O responsável assinalou: “O desconto, quando a guerra do Irão começou, a gasolina estava sensivelmente a 1,64/1,65 cêntimos e sempre dissemos que, enquanto estiver 10 cêntimos acima deste valor, portanto em torno de 1,75, nós faremos este desconto automático de ISP [Imposto sobre os Produtos Petrolíferos e Energéticos]”.
Além disso, “ontem [quinta-feira] decidimos repetir o apoio às empresas de transporte de mercadorias, às IPSS, aos bombeiros e a outros setores e tínhamos, na semana passada, decidido repetir o apoio ao gás de óleo agrícola”, elencou.
Em causa estão a prorrogação, até ao final do ano, do mecanismo de redução do ISP sobre os combustíveis e um conjunto de apoios extraordinários aos setores mais afetados pela subida dos preços, nomeadamente transportes de mercadorias e de passageiros, táxis, bombeiros e setor social.
O Governo decidiu, ainda, prolongar até ao final do ano o apoio ao gasóleo agrícola.
Já questionado sobre os apelos do PS, para redução do IVA da energia para 6% incluindo combustíveis, eletricidade e gás, Joaquim Miranda Sarmento vincou: “Nós preferimos devolver rendimento às pessoas, através do IRS e dos pensionistas, e não a subsidiação do consumo de um único bem”.
A declaração surge depois de o Governo ter anunciado, também na quinta-feira, uma nova redução do IRS e um suplemento extraordinário para pensionistas, num pacote global de 800 milhões de euros.
As medidas fazem parte da resposta ao aumento do custo de vida associado à subida dos combustíveis.
Governo sugere que UE use modelo português como base para taxar petrolíferas
O Governo português sugeriu ainda que a Comissão Europeia use a metodologia nacional como base para uma eventual solução europeia de tributação dos lucros extraordinários das empresas petrolíferas, que tem vindo a ser rejeitada por Bruxelas.
“Haverá já uma primeira discussão, pois, durante o dia, os seis países - onde Portugal se inclui - que assinaram a carta, farão essa posição, tentando convencer a Comissão dos argumentos e de que a Comissão deveria avançar com uma proposta comum”, afirmou o ministro das Finanças, Joaquim Miranda Sarmento.
Também em declarações à agência Lusa, à entrada para a reunião informal dos ministros das Finanças da zona euro, o governante português da tutela considerou que uma medida comunitária em vez de nacional traria “salvaguardas no sentido de que agora seria aplicado a todo o espaço europeu e, portanto, seria algo mais harmonizado entre todos”.
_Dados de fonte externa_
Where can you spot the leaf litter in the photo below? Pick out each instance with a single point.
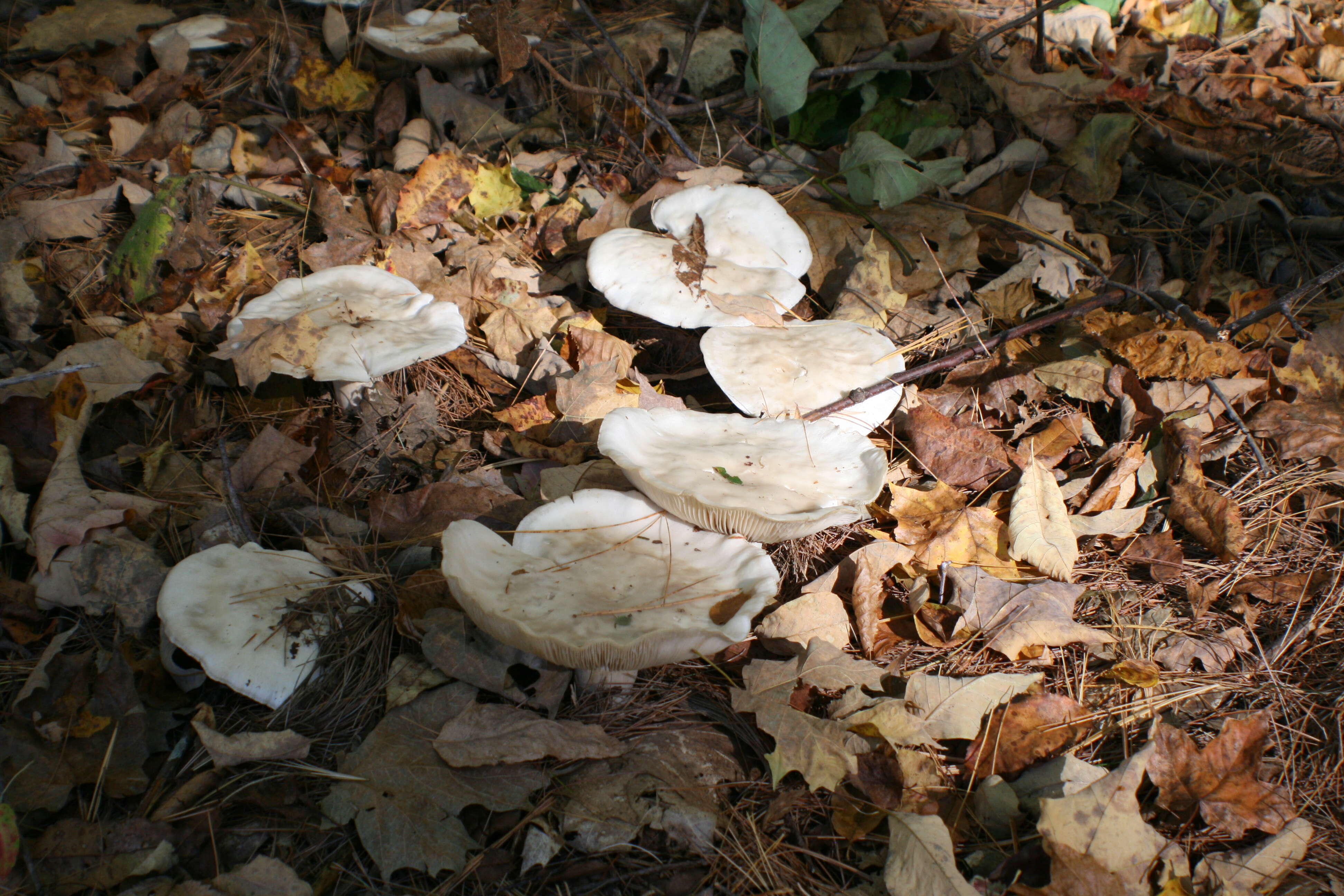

“Portugal não deixa de ter o facto de que já avançou e está em discussão no parlamento uma proposta e, portanto, até a própria metodologia portuguesa pode servir de ponto de partida para a definição de uma metodologia europeia”, sugeriu Joaquim Miranda Sarmento.
E acrescentou: “As nossas regras são simples, 20% da média dos últimos dois anos é tributado e, portanto, a Comissão pode olhar e usar essa metodologia como base de trabalho”.